The design of the Urbanears Medis earphones is like nothing we've ever seen. They walk the line between an earbud and an on-ear headphone, with a large disc of an earpiece that rests just inside the outer part of the ear. A curved speaker port fits into the antitragus, and a little rubber nub at the top keeps the earpiece in by attaching it to the interior crux. Yes, it's a bit complex, even when you have it right in front of you, and it makes for sizeable earpieces. However, this unique configuration--combined with the ultralight weight of the earpieces--makes for a surprisingly comfy fit. Urbanears includes four sizes of nubs to choose from, so you should be able to find one that works for you.
Descending from the earpieces of the Medis is a cloth-coated cable that is colored to match. The cord tangles pretty easily, but it seems durable. The plug housing is flexible as well, though its straight shape may cause some stress at the connection. About 4 inches down from the left earbud is an inline mic and remote, which controls music playback (and call answering) on the iPhone and most other music phones. The package also includes a Nokia-specific extension as well as a dual-banded stereo plug for standard MP3 players.

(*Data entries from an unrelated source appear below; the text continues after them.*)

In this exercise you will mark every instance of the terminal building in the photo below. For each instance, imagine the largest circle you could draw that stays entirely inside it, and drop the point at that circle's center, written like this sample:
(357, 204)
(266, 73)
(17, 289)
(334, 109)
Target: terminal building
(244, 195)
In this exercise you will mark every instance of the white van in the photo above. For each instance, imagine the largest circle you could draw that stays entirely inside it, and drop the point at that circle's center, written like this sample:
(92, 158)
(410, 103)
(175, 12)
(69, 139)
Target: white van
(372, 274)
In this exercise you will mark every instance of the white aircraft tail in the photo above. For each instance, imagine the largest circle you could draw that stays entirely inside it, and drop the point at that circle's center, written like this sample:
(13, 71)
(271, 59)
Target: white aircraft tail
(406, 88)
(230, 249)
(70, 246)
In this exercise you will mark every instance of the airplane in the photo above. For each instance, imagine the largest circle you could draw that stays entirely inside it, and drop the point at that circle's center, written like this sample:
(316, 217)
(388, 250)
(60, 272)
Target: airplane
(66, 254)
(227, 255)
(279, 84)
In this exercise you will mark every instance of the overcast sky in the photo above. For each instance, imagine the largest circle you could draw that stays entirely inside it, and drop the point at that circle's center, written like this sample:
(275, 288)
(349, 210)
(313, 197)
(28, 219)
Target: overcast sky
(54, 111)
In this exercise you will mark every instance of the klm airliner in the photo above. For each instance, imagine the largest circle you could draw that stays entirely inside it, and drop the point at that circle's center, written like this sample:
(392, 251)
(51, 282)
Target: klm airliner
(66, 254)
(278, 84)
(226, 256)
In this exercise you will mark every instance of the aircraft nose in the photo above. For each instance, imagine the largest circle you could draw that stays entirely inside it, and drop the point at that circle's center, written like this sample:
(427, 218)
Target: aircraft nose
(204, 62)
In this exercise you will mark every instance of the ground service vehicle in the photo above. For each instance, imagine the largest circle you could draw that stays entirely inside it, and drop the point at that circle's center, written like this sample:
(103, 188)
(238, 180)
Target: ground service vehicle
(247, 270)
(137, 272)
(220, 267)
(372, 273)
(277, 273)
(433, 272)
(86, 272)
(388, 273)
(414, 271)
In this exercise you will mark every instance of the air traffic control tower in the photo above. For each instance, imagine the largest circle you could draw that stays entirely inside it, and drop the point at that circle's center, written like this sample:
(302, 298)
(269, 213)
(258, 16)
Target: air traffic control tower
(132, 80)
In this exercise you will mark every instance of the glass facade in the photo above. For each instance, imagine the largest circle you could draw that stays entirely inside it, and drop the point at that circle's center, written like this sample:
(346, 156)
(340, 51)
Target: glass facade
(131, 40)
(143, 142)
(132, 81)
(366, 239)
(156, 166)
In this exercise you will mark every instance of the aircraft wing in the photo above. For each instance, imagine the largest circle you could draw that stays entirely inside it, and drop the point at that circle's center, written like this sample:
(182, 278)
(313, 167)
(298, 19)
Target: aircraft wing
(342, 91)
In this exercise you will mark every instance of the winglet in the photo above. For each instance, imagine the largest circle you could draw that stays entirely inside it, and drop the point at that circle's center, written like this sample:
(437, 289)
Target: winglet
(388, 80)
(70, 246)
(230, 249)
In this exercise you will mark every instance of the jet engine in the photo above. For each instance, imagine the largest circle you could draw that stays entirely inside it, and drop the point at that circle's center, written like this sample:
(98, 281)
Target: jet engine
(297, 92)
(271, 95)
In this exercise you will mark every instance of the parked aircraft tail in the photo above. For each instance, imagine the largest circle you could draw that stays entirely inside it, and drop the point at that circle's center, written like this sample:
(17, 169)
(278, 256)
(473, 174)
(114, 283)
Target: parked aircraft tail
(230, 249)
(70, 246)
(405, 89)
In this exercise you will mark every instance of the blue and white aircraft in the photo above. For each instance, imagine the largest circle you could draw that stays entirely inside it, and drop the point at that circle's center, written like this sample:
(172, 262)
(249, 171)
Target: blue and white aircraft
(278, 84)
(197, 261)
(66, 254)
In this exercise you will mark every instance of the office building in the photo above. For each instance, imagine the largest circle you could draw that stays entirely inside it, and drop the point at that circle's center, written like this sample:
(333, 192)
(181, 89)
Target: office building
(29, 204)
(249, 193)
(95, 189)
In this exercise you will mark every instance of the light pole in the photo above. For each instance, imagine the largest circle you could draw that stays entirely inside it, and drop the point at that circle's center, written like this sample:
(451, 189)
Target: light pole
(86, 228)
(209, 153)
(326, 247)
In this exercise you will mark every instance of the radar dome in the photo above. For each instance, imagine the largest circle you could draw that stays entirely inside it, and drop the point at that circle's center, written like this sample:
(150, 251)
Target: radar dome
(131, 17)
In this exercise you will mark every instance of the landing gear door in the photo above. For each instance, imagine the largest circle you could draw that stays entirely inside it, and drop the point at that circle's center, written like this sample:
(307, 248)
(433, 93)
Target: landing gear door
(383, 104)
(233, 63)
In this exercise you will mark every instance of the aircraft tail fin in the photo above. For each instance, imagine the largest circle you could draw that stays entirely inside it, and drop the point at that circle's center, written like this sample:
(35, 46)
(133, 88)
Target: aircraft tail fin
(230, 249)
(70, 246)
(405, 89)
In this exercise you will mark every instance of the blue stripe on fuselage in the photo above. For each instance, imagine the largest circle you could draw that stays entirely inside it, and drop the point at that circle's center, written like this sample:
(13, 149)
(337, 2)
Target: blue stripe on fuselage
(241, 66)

Sadly, the Urbanears Medis don't quite stack up in the sound quality department. Music in general had a hollow, deficient tone throughout testing. The mids come across flat, and detail through the high end is practically nonexistent. Bass is also not as thumpy as we'd like. As a result of all the ranges lacking, we couldn't find a particular genre that shined. It's not all bad, though: the audio space is very open and stereo separation is good, particularly for an ultraportable pair of headphones. Also, there's no distortion, so at least music doesn't sound terrible. Finally, it's worth noting that the earphones run loud; our test Walkman had no problem driving them at our desired volume with the levels set at less than half.